Flaubert was less interested in visiting convents. With his louche travelling companion, Maxime Du Camp, he cast a cold eye on Egyptologist enthusiasms, ignoring the Rosetta Stone and the Pyramids, but "gulping down a whole bellyfull of colour, like a donkey filling himself with hay". He too had arrived lacking in confidence, with a failed attempt at one novel and a domestic life confined by responsibilities for both his mother and his niece.
Sattin's book reminds us above all of the transformative power of travel - ridding yourself of the problems of home to find a new direction. When a traveller's dehabiya sets off from Cairo, it first backs down the Nile with the current; the moment when the sails then fill and the boat heads up south is described by Sattin as unique, "however great your experience of sailing, of rivers, of Africa, whatever you have just done or said or thought, if you are in anyway alive to new experience".
Both his travellers were receptive to such new experience. For this odd couple, their parallel journey proved a turning point. Florence gained the courage to become a nurse; Flaubert took perspective from the "immense, pitiless Orient", and applied it with detached rigour to provincial France. In Egypt he learnt "to understand everything by contrast, where splendid things gleam in the dust".

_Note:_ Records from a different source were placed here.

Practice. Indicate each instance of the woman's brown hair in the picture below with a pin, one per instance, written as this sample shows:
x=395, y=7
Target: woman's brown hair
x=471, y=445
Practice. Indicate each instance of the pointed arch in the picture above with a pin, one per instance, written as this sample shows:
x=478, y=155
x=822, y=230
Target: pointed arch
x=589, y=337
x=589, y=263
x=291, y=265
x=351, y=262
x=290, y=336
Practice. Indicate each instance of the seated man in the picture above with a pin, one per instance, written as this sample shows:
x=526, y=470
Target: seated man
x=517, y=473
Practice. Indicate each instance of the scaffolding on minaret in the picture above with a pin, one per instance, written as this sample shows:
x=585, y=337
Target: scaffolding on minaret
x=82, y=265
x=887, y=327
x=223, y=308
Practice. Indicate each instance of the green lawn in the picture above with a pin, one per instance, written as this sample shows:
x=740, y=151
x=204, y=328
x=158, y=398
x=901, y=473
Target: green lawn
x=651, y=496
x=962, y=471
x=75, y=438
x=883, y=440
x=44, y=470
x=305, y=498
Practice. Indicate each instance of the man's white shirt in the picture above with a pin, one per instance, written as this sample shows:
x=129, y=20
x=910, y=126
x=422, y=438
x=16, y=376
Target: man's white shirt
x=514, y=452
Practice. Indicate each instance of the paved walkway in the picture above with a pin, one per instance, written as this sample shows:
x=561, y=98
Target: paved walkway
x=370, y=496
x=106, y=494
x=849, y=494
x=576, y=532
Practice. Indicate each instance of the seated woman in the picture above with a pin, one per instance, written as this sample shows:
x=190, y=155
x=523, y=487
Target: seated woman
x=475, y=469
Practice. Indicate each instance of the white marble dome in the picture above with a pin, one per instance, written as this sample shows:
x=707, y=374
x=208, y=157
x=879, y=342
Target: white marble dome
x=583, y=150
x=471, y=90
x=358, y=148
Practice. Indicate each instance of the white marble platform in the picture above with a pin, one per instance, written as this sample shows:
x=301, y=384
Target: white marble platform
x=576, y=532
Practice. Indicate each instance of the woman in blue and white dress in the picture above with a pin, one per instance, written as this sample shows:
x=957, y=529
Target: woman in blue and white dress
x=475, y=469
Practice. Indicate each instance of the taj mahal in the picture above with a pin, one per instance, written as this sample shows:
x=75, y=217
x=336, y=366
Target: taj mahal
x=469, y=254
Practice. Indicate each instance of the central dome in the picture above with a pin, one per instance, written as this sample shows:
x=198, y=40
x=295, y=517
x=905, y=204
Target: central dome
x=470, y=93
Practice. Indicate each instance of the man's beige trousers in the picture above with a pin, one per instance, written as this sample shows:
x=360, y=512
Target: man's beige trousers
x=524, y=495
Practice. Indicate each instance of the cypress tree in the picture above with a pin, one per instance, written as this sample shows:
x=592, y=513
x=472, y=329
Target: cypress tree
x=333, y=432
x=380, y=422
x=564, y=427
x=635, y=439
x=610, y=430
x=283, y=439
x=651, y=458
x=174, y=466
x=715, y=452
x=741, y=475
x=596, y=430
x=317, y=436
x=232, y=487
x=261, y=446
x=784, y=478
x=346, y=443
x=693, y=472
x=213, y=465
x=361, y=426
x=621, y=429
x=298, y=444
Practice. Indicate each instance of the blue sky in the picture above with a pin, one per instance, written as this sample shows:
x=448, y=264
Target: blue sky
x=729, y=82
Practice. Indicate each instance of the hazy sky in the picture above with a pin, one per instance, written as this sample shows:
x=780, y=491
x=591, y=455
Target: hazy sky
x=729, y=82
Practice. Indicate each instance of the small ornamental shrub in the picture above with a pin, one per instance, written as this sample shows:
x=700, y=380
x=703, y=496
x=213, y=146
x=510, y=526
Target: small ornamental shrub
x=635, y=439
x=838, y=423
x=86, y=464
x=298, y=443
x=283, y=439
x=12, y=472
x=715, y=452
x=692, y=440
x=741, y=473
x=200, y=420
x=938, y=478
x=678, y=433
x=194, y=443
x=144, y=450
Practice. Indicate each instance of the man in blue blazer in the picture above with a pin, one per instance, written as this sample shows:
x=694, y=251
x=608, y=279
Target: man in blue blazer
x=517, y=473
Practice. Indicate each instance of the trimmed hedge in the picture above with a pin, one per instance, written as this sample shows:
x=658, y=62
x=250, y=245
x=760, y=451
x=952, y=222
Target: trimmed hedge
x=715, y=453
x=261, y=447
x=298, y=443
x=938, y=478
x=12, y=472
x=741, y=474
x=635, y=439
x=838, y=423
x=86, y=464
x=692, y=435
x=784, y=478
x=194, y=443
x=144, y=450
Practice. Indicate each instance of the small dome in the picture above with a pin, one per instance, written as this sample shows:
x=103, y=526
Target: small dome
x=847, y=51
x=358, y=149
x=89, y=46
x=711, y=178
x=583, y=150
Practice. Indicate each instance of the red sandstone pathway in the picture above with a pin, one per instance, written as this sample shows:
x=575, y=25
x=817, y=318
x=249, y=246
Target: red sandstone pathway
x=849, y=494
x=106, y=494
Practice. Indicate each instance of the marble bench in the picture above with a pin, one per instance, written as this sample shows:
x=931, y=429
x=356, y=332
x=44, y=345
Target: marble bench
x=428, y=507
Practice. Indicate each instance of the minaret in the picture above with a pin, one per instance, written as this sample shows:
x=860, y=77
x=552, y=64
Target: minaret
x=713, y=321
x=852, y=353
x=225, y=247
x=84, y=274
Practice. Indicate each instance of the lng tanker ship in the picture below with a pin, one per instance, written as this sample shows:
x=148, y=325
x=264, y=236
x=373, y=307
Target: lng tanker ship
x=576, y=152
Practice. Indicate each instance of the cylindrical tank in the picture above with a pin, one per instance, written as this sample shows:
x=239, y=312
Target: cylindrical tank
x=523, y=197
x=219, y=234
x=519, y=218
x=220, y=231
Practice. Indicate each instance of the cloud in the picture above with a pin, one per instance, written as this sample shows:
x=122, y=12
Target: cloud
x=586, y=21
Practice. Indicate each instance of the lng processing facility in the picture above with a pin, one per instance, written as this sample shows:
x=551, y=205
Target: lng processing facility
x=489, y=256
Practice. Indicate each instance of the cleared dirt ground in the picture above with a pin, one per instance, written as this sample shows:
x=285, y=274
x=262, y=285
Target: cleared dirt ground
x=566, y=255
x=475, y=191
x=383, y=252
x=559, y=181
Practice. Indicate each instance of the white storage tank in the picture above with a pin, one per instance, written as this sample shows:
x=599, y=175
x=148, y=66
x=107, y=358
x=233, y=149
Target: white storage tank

It is a tribute to Sattin's knowledge of Egypt and his skill as a writer that he makes this counterpoint narrative seem so effortless. His protagonists circle without ever touching in a dance through the desert. Only once do they ever get close: when Flaubert is shown the imprint of a woman's boot in the sand at the caves of Lycopolis and told that it is that of "an Englishwoman who had passed by a few days before". You couldn't make it up.